PRETENSION: 2, Lack of love = low self esteem

IRONY: 5, They said he’d be alone forever

OCCUPATION: Hipster forest fairies

145. WHAT IT TAKES TO PLAY HIPSTER-MURAL KICKBALL

146. ELMO HIPSTER

“Elmo Hipster never miss Coachella.  Elmo love music and people and dancing and ice cream and... and... and... drugs!  Yay!!!!”

PRETENSION: 7, He knows how cuddly he is

IRONY: 8, He gutted and Elmo doll for fur coat

OCCUPATION: Sesame Street Sweeper

147. HIPSTER BALLOON WARRIORS

Never fear, concert goers!  The Balloon Warriors are here.  Their pajama bottoms radiate masculinity, their balloon helmets protect them from bad vibes, the twirling battle spear can cut through cobwebs.  You can rest assured that the music venue is safe once more thanks to their brave and hallucinogen-inspired antics.

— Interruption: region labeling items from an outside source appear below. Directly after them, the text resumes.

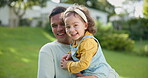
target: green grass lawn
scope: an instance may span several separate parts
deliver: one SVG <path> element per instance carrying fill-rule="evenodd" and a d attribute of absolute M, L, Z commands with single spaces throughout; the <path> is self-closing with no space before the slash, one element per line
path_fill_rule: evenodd
<path fill-rule="evenodd" d="M 39 49 L 53 40 L 40 28 L 0 27 L 0 78 L 36 78 Z M 120 78 L 148 78 L 148 57 L 103 51 Z"/>

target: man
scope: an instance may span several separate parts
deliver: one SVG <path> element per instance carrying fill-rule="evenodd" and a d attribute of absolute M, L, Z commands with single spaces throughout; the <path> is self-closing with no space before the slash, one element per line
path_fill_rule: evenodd
<path fill-rule="evenodd" d="M 61 18 L 61 14 L 65 10 L 64 7 L 56 7 L 49 16 L 52 32 L 57 40 L 45 44 L 40 49 L 38 78 L 76 78 L 75 75 L 60 66 L 61 58 L 70 50 L 69 44 L 72 41 L 65 32 L 64 22 Z"/>

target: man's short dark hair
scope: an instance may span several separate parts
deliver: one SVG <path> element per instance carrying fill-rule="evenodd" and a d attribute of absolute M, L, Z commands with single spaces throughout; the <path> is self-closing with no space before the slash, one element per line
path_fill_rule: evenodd
<path fill-rule="evenodd" d="M 51 14 L 49 15 L 49 20 L 51 19 L 52 16 L 56 15 L 56 14 L 59 14 L 59 13 L 62 13 L 66 10 L 65 7 L 62 7 L 62 6 L 58 6 L 56 8 L 54 8 L 52 11 L 51 11 Z"/>

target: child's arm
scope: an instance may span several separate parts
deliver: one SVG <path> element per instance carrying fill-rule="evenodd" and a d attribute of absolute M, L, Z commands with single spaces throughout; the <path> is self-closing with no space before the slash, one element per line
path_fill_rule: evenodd
<path fill-rule="evenodd" d="M 84 39 L 79 46 L 77 51 L 77 57 L 80 58 L 79 61 L 69 61 L 67 63 L 67 69 L 71 73 L 77 73 L 85 70 L 89 67 L 93 56 L 96 54 L 98 49 L 98 43 L 94 39 Z"/>
<path fill-rule="evenodd" d="M 68 54 L 64 55 L 61 59 L 61 67 L 66 69 L 67 68 L 67 62 L 68 60 L 71 59 L 71 54 L 68 52 Z"/>
<path fill-rule="evenodd" d="M 65 54 L 65 55 L 62 57 L 61 61 L 64 60 L 64 59 L 65 59 L 65 60 L 71 59 L 71 54 L 70 54 L 70 53 Z"/>

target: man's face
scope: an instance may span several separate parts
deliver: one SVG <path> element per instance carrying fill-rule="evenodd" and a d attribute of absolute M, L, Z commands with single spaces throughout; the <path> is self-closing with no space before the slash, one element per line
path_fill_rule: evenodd
<path fill-rule="evenodd" d="M 71 39 L 65 32 L 65 24 L 62 21 L 61 13 L 52 16 L 50 20 L 52 32 L 54 36 L 57 38 L 58 42 L 69 44 Z"/>

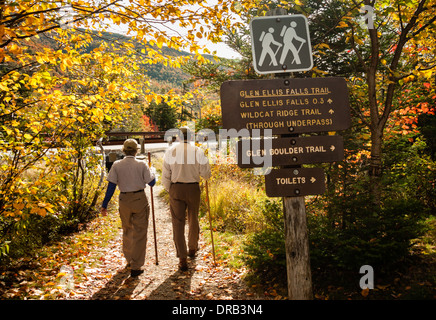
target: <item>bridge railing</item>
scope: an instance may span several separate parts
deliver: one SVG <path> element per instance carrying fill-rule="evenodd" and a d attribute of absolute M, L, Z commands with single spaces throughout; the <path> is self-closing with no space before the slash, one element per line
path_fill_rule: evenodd
<path fill-rule="evenodd" d="M 126 139 L 132 138 L 136 139 L 138 143 L 164 143 L 172 142 L 165 140 L 165 131 L 156 132 L 142 132 L 142 131 L 131 131 L 131 132 L 106 132 L 106 136 L 109 139 L 103 139 L 103 145 L 120 145 L 123 144 Z M 111 137 L 115 137 L 112 139 Z M 172 139 L 174 141 L 174 138 Z"/>

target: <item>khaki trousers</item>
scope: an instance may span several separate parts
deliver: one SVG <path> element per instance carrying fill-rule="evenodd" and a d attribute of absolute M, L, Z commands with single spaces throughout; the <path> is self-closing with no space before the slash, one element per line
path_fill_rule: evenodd
<path fill-rule="evenodd" d="M 185 219 L 188 213 L 188 247 L 190 250 L 198 249 L 200 225 L 198 211 L 200 209 L 200 186 L 198 184 L 178 184 L 170 186 L 170 211 L 173 223 L 173 239 L 177 256 L 188 256 L 185 240 Z"/>
<path fill-rule="evenodd" d="M 123 228 L 123 253 L 132 270 L 145 262 L 150 209 L 145 192 L 120 193 L 119 211 Z"/>

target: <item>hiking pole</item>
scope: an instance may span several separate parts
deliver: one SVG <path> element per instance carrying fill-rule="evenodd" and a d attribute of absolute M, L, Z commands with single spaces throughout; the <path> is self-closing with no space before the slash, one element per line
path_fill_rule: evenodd
<path fill-rule="evenodd" d="M 148 153 L 148 166 L 151 168 L 151 153 L 150 152 Z M 151 198 L 151 216 L 153 217 L 154 253 L 156 256 L 156 265 L 158 265 L 159 259 L 157 257 L 156 221 L 154 219 L 153 187 L 150 187 L 150 198 Z"/>
<path fill-rule="evenodd" d="M 208 188 L 208 185 L 207 185 L 207 180 L 206 180 L 206 201 L 207 201 L 207 211 L 209 212 L 209 228 L 210 228 L 210 238 L 212 239 L 213 264 L 216 265 L 216 261 L 215 261 L 215 245 L 213 243 L 212 216 L 210 214 L 209 188 Z"/>

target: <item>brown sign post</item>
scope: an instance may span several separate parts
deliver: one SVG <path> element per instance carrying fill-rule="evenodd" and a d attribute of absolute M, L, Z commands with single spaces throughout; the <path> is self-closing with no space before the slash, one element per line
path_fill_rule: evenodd
<path fill-rule="evenodd" d="M 235 80 L 221 85 L 223 127 L 271 129 L 273 134 L 344 130 L 350 127 L 343 78 Z"/>
<path fill-rule="evenodd" d="M 255 63 L 263 66 L 265 56 L 269 54 L 274 66 L 278 49 L 274 55 L 267 50 L 267 46 L 272 43 L 268 42 L 270 40 L 267 37 L 271 39 L 277 36 L 278 23 L 282 22 L 284 16 L 288 16 L 284 9 L 270 10 L 267 15 L 272 19 L 263 19 L 260 30 L 255 30 L 256 25 L 252 24 L 252 35 L 260 34 L 257 38 L 263 41 L 262 46 L 266 46 L 265 49 L 257 44 L 257 50 L 260 48 L 261 52 L 259 61 L 256 60 Z M 272 25 L 265 25 L 265 22 Z M 291 21 L 290 26 L 280 25 L 277 29 L 281 30 L 279 35 L 283 34 L 285 38 L 287 30 L 291 32 L 292 28 L 297 32 L 298 23 L 295 20 Z M 291 36 L 291 33 L 288 35 Z M 302 50 L 303 47 L 307 47 L 306 43 L 309 45 L 309 37 L 301 38 L 299 41 L 301 44 L 296 51 L 289 49 L 294 45 L 289 41 L 286 42 L 287 47 L 285 44 L 283 48 L 279 47 L 285 52 L 280 54 L 280 59 L 283 60 L 282 56 L 291 59 L 291 65 L 294 60 L 296 63 L 297 60 L 311 61 L 311 58 L 304 57 L 309 51 Z M 256 50 L 254 44 L 253 50 Z M 292 52 L 292 57 L 287 56 L 289 52 Z M 256 57 L 255 52 L 253 56 Z M 288 69 L 288 66 L 285 68 L 282 65 L 282 69 Z M 267 68 L 261 71 L 275 73 L 277 70 Z M 271 170 L 265 176 L 265 189 L 270 197 L 283 197 L 288 296 L 291 300 L 312 299 L 304 196 L 323 193 L 325 178 L 322 168 L 301 168 L 300 164 L 342 160 L 343 140 L 338 136 L 298 137 L 298 134 L 339 131 L 351 126 L 345 79 L 280 78 L 226 81 L 221 85 L 221 108 L 225 129 L 241 132 L 241 137 L 246 136 L 247 130 L 261 130 L 261 135 L 265 136 L 257 141 L 242 139 L 239 142 L 238 165 L 248 168 L 264 166 L 262 158 L 268 156 L 268 164 L 271 167 L 282 166 L 281 169 Z M 271 141 L 268 141 L 268 131 L 263 131 L 265 129 L 270 129 L 272 135 L 281 137 L 270 136 L 268 139 Z"/>
<path fill-rule="evenodd" d="M 322 168 L 275 169 L 265 176 L 268 197 L 302 197 L 325 191 Z"/>
<path fill-rule="evenodd" d="M 265 140 L 238 141 L 238 166 L 262 167 L 267 157 L 270 165 L 287 166 L 309 163 L 334 162 L 344 159 L 344 139 L 341 136 L 311 136 L 272 139 L 271 148 Z"/>

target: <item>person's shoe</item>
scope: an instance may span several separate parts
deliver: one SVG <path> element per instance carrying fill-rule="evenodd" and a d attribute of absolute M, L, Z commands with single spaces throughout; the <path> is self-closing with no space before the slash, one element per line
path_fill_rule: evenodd
<path fill-rule="evenodd" d="M 130 276 L 131 277 L 137 277 L 137 276 L 139 276 L 139 275 L 141 275 L 143 273 L 144 273 L 144 270 L 131 270 L 130 271 Z"/>
<path fill-rule="evenodd" d="M 180 258 L 179 270 L 188 271 L 188 262 L 186 261 L 186 258 Z"/>
<path fill-rule="evenodd" d="M 195 258 L 195 254 L 196 253 L 197 253 L 197 250 L 189 249 L 188 256 L 191 257 L 191 258 Z"/>

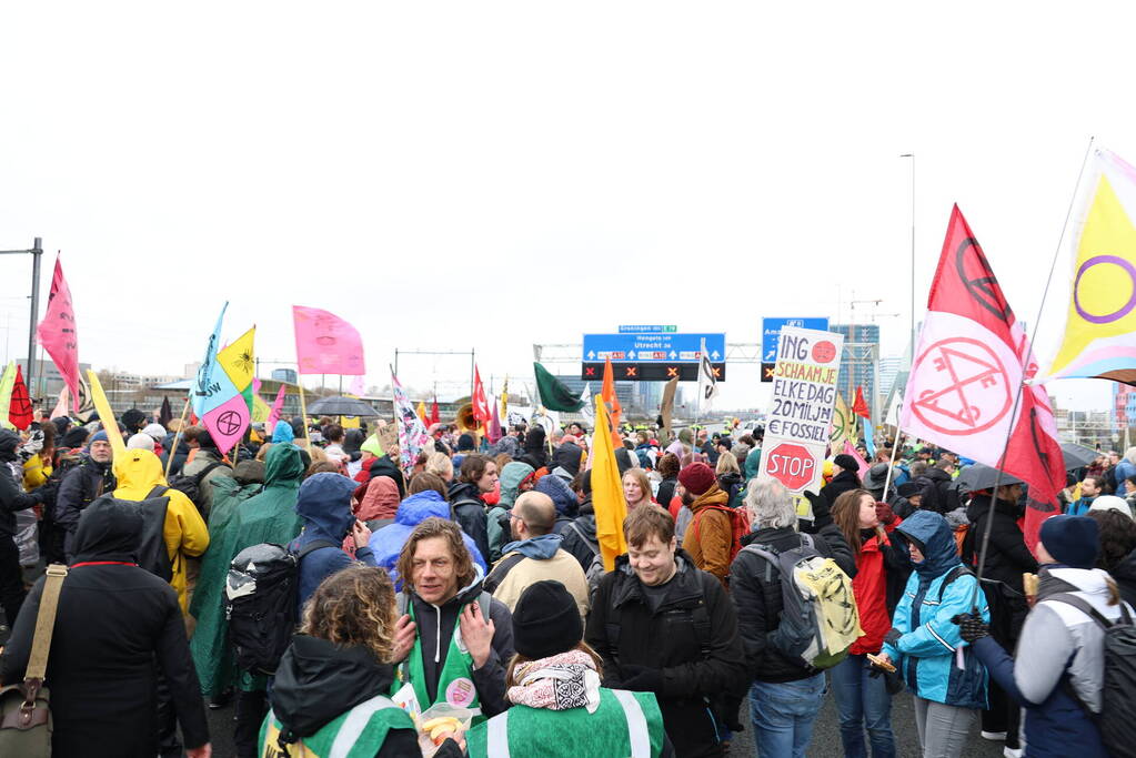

PRETENSION: 4, Their actions are noble (AKA annoying)

IRONY: 4, Their battle spear popped battling a shrubbery

OCCUPATION: Guardians of the Groove

148. HIPSTER CINCO DE MAYO!!!

This picture has nothing to do with Mexican Independence Day, which is actually September 16th (who says this site is not educational?).  But it is Cinco de Mayo so let’s celebrate Mexican heritage and culture.  Loosen those skin tight blank pants, pop open a cerveza and dance around like a Mexican jumping bean.  Ole!


PRETENSION: 0, Mexicans are great people

IRONY: 0, If you can’t speak Spanish, tough shit

OCCUPATION: One nation powered by frijoles

149. VANITY JANE AND JOHN HIPSTER

Jane (left) is obsessed with maintaining his twink physique.  He has tried everything from bulimia to the white diet to maintain.  Good think he has sugar daddy John (right) to buy him the latest threads from Obey and keep his fragile self esteem in tact.  You gotta love gay hipsters in love.


PRETENSION: 7, Beauty like this ain’t free

IRONY: 5, They have the Betty Ford Clinic on retainer

OCCUPATION: Fashion police deputies

150. HIPSTER GENERATION ON THE FENCE

Like it or not, young hipsters like these meek specimens below will inherit the earth.  With major world crises looming like Global Warming, Food Shortage, and Beer Drought, let’s hope they pull their collective thumbs out of their tight-panted arses.  Otherwise they’ll be saying shit like, “Rising infant mortality rates are so ironic.”